None of this was decided to tick a box. It was decided because it is how you build a stone house in this part of Puglia. The supply chain is short because the supply chain has always been short. We did not have to engineer it. We just had to refuse the temptation to go elsewhere.

A house built this way is also, almost incidentally, much more repairable. When something breaks — and something always does — the person who fixes it knows the person who installed it. Sometimes they are the same person. That, too, is a kind of sustainability that does not show up on any spreadsheet.
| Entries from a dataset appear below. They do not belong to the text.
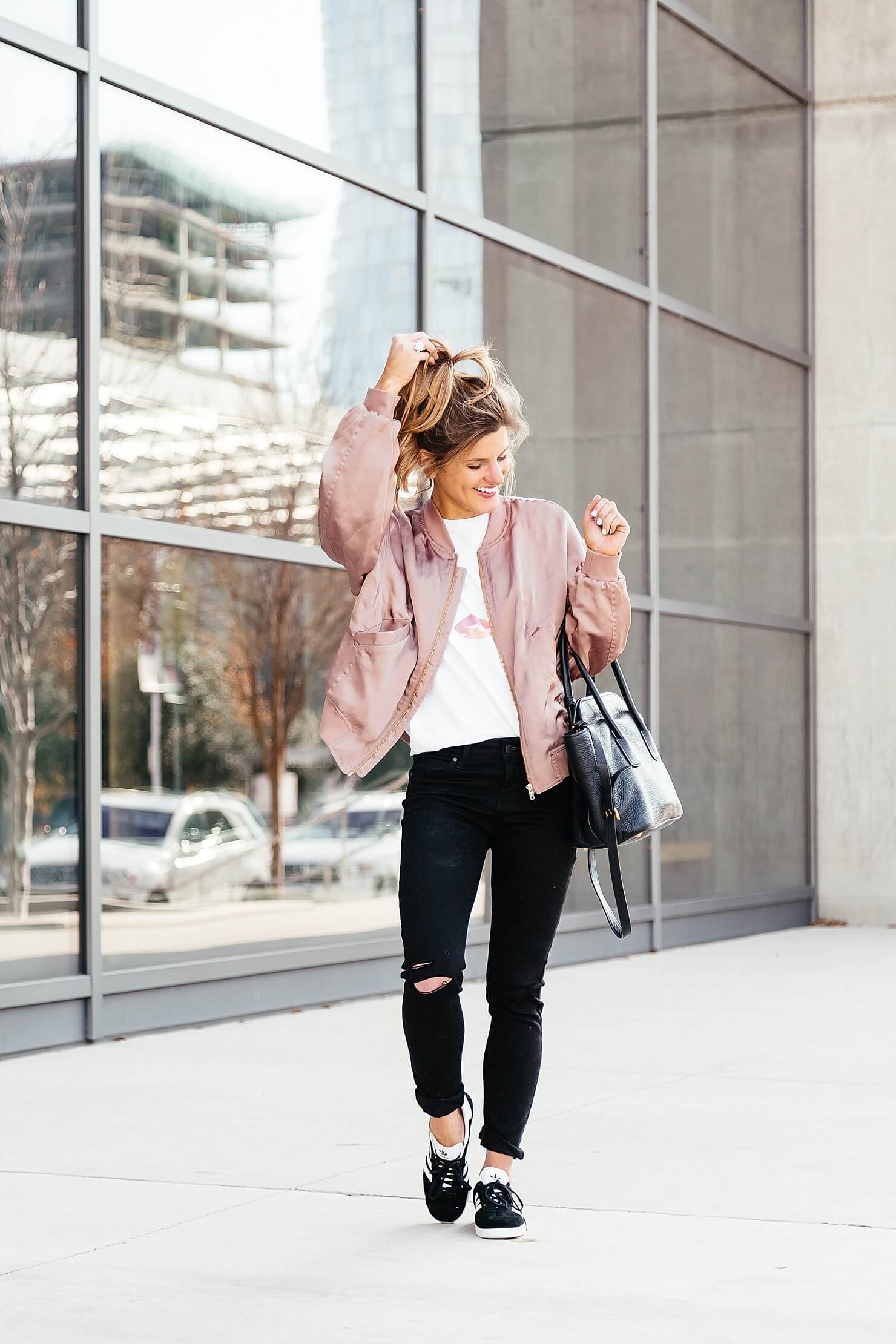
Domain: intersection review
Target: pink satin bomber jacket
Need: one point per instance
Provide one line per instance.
(403, 572)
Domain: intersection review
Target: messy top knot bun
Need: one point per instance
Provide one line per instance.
(444, 412)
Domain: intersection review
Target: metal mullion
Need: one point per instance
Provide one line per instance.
(42, 45)
(812, 675)
(714, 905)
(426, 297)
(90, 659)
(266, 137)
(708, 30)
(47, 516)
(54, 990)
(653, 435)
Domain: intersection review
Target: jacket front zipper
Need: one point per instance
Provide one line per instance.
(393, 728)
(529, 786)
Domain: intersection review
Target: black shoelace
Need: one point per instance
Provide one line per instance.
(448, 1172)
(500, 1195)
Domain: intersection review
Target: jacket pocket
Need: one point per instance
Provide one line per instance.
(334, 725)
(383, 634)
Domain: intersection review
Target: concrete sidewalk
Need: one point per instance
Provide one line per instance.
(710, 1159)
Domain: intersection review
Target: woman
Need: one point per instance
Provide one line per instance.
(452, 645)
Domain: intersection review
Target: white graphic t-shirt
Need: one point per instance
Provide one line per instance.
(470, 698)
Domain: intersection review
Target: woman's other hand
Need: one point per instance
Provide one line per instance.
(604, 527)
(403, 359)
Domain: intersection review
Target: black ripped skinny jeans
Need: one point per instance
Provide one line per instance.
(461, 803)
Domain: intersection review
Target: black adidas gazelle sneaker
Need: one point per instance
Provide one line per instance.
(499, 1208)
(445, 1172)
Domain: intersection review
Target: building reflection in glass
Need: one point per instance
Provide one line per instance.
(248, 301)
(39, 906)
(226, 823)
(38, 282)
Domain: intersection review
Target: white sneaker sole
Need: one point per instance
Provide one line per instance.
(499, 1233)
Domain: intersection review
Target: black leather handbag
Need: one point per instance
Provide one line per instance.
(621, 788)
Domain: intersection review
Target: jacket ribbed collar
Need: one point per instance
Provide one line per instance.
(438, 534)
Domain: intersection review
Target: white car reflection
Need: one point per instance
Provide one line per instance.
(164, 847)
(354, 848)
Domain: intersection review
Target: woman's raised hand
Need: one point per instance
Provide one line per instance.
(403, 359)
(604, 527)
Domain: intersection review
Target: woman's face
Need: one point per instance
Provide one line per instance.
(468, 486)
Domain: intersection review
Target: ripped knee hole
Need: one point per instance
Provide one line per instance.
(429, 987)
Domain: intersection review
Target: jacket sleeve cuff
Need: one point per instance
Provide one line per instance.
(601, 566)
(381, 402)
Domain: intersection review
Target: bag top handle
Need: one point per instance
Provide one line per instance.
(565, 648)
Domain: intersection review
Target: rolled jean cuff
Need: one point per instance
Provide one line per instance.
(438, 1105)
(492, 1140)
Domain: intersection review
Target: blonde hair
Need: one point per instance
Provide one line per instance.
(445, 412)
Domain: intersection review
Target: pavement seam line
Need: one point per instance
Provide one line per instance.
(611, 1208)
(136, 1237)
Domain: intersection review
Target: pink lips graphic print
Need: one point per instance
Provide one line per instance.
(473, 628)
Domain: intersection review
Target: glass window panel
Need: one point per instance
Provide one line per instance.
(733, 473)
(731, 187)
(577, 354)
(538, 121)
(248, 303)
(214, 677)
(733, 736)
(771, 31)
(340, 77)
(58, 18)
(634, 858)
(38, 282)
(39, 847)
What you can do, if you want to

None of this is mandatory. Nothing on this page is asked of guests — it is what we owe the house. But if you would like to take part:

The tap water is drinkable. The Pugliese aqueduct is one of the best in southern Europe. The bakery in San Vito is worth the short drive — the bread especially. Daily linen changes are off by default — let us know if you want them. And the light switches, every one of them, are LED. Leaving them on does no harm. Turning them off does no harm either.
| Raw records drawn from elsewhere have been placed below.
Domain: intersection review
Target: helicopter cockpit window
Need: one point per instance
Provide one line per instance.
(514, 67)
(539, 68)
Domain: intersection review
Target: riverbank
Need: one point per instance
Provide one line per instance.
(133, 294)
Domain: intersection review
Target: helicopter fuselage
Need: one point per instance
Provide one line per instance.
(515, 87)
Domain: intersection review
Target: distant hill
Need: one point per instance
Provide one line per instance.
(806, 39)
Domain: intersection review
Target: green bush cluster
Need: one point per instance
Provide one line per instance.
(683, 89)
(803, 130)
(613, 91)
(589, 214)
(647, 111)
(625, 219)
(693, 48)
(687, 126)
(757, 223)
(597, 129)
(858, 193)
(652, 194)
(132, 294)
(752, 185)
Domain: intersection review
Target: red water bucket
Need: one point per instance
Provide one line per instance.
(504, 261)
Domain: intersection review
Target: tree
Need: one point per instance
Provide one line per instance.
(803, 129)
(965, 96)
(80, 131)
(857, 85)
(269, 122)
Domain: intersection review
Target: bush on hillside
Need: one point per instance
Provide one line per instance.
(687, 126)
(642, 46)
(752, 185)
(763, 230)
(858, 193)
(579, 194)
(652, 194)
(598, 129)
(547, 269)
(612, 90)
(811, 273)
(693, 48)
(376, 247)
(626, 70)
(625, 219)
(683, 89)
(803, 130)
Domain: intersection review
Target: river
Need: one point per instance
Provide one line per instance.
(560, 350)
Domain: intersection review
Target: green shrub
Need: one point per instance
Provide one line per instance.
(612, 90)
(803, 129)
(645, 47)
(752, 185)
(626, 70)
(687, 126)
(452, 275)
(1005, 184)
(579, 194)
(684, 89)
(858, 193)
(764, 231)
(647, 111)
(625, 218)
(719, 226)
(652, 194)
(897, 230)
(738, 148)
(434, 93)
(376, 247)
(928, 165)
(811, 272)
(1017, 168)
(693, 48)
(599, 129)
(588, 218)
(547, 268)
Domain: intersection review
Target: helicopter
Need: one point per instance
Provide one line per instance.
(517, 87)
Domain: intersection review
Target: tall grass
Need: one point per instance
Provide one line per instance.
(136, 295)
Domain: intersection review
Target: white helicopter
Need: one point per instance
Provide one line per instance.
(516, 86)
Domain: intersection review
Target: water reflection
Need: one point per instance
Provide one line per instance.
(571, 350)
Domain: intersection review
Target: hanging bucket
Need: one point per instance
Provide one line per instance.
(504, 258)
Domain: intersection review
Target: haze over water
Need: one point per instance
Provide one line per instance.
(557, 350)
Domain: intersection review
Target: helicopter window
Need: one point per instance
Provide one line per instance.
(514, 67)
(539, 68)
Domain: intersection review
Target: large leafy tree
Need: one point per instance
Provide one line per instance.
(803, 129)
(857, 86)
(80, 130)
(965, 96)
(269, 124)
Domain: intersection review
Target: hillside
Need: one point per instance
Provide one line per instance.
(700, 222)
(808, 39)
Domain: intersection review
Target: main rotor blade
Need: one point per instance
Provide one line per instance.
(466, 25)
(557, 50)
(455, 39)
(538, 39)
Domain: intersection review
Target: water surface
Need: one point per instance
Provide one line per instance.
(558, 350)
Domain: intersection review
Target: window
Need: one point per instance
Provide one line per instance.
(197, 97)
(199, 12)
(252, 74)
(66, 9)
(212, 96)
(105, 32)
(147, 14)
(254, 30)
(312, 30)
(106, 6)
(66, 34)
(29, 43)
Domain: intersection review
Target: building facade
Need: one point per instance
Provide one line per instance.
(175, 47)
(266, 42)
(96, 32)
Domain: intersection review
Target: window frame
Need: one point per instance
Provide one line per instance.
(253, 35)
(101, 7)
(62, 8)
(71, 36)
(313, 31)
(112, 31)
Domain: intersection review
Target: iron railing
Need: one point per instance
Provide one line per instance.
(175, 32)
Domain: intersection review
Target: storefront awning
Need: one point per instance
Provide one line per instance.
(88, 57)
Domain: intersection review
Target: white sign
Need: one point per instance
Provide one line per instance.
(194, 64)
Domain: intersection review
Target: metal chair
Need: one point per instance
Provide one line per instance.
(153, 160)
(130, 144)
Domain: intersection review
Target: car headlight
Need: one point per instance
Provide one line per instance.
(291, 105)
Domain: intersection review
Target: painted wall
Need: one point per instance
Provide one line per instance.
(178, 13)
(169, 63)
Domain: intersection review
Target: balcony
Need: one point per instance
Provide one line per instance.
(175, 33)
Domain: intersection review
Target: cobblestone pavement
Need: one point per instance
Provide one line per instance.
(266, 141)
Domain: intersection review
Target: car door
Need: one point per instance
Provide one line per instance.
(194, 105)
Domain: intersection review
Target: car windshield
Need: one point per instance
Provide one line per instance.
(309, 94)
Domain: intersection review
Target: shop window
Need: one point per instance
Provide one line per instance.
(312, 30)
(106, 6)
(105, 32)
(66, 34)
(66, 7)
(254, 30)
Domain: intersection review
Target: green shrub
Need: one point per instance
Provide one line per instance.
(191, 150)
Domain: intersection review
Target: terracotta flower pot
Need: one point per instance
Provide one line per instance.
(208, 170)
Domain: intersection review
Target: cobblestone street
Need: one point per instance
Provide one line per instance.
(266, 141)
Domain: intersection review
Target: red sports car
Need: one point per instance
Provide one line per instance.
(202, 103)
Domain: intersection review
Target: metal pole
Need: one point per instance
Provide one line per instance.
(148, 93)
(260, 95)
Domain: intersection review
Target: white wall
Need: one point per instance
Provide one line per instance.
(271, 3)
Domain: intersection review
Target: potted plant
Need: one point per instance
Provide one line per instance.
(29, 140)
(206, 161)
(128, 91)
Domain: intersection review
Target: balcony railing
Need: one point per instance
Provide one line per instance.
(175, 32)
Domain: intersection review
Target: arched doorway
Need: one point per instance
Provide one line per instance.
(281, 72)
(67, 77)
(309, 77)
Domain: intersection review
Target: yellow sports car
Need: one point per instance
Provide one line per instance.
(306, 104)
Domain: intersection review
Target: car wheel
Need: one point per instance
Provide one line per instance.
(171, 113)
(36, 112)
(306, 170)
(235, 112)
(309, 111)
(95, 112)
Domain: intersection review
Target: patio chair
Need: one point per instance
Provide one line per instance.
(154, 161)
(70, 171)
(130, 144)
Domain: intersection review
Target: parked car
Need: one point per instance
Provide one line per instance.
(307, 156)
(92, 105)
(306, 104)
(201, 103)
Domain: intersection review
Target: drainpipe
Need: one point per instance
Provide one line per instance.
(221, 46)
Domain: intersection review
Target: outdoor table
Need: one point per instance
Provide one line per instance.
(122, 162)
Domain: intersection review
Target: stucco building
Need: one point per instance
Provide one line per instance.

If you forget all of this, the house keeps running. That is also the point.

What we are still working on

The rainwater cistern is the next item, in for winter 2026. After that: a small heat pump for shoulder-season comfort, sized to the solar capacity (in sizing). A proper compost loop with the neighbour's chicken coop (in conversation, slowly). An EV charge point at the gate (once the local grid upgrade arrives, expected 2027). We will update this page honestly as those land, with dates, and with what worked and what didn't. The site is not a brochure — it tries to keep up with the house.

No certificate hangs on the wall. The walls themselves are the certificate.

The sun heats the water. The olives press themselves. We mostly stay out of the way.